Arksine / moonraker

Web API Server for Klipper
https://moonraker.readthedocs.io
GNU General Public License v3.0
1.02k stars 392 forks source link

Loading gcode files causes fluidd to lose connection to moonraker #795

Closed samwiseg0 closed 5 months ago

samwiseg0 commented 5 months ago

What happened

On the latest version it appears there is some timeout that is triggered that causes fluidd to lose communication to moonraker.

This happens when trying to load the list of gcode files. When opening a folder where the gocde files are, the preview image may load on a few gcode files and then the interface hangs and becomes unresponsive.

To test, I rolled back to commit, https://github.com/Arksine/moonraker/commit/6d8cb762ffca1bd151d98e0cec5b66b966965014, using the command git reset --hard 6d8cb762ffca1bd151d98e0cec5b66b966965014 and everything works as expected.

This is happening all 3 of my printers. All of them are on the latest commits.

Client

Fluidd

Browser

Chrome, Safari, Other or N/A

How to reproduce

Run the latest version. I am using authz but I am unsure if that is related to this issue. Navigate to jobs and open a folder containing gcode files and the interface will become unresponsive.

Additional information

moonraker-5.log

Seeing this repeatedly in the logs.

2024-01-21 12:08:31,111 [proc_stats.py:_watchdog_callback()] - EVENT LOOP BLOCKED: 20.31 seconds, total blocked count: 21

Edit: I did a bit more testing. Looks like this maybe Authz specific. Adding my machine as a trusted client and connecting directly to the pi without a reverse proxy. It appears to be working just fine.

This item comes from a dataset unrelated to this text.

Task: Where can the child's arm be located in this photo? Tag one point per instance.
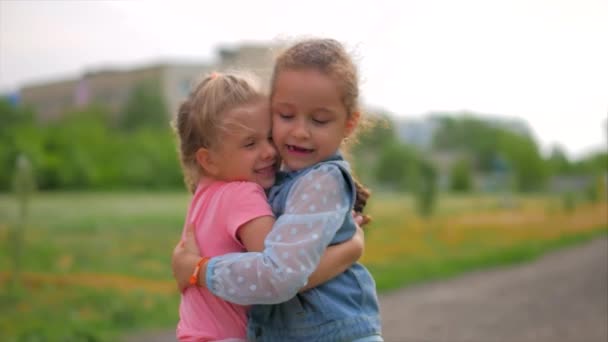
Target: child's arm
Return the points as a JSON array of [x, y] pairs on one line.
[[335, 260], [315, 209]]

So this maybe related to the regression fix that was implemented in https://github.com/Arksine/moonraker/commit/a23187b4afa632da8a90cb9eae83f0f6a5eec903.

I believe I found the commit that causes this issue after walking back a few commits at a time. https://github.com/Arksine/moonraker/commit/b3b60757aa0d06eac4c3395ac04a8a8b66e76f60

Arksine commented 5 months ago

Thanks. I'm working on tracking this down but thus far have been unable to reproduce. Can you add the following line to ~/printer_data/systemd/moonraker.env?

MOONRAKER_VERBOSE_LOGGING="y"

Then restart Moonraker, repro the issue, and upload the log. This will create large logs, but will hopefully help me track down where the blocking issue is occurring (and how its related to authorization, it really shouldn't be).

Arksine commented 5 months ago

Update:

Even though I can't reproduce I think I have found the source of the problem. There is a potential blocking call to socket.getfqdn in the authorization module that was generally bypassed previously. Its a call that is very rarely reached and normally it returns immediately. I'll work on a fix. You can hold off on the verbose logging right now, as I am reasonably confident that this is the problem.

samwiseg0 commented 5 months ago

Update:

Even though I can't reproduce I think I have found the source of the problem. There is a potential blocking call to socket.getfqdn in the authorization module that was generally bypassed previously. Its a call that is very rarely reached and normally it returns immediately. I'll work on a fix. You can hold off on the verbose logging right now, as I am reasonably confident that this is the problem.

This makes sense. I discovered late last night that my first DNS server was unresponsive so all queries were timing out on the first server and then heading to the second DNS server.

Arksine commented 5 months ago

This should be resolved in d1f97f2658a4e003da95c131c87ce4c59e86de8f. In addition to running getfqdn() in a thread to prevent blocking, it will now only be called if a domian name is configured in trusted_clients.

samwiseg0 commented 5 months ago

Awesome! I will simulate the DNS failure and test before and after this commit and report back.

Thanks again for looking into this so quickly!

samwiseg0 commented 5 months ago

As best as I could test. I am mostly confident this resolved the issue.

When doing my testing I was not able to have fluidd lose connection entirely but it would freeze for a few seconds loading gcode file images. After your change there was no delay. With or without the DNS server being down.

Arksine commented 5 months ago

Great, thanks. The new changes should avoid DNS lookups entirely given your configuration, which is what we want. It is likely that DNS resolution was the cause of the delay prior, even when the server was up.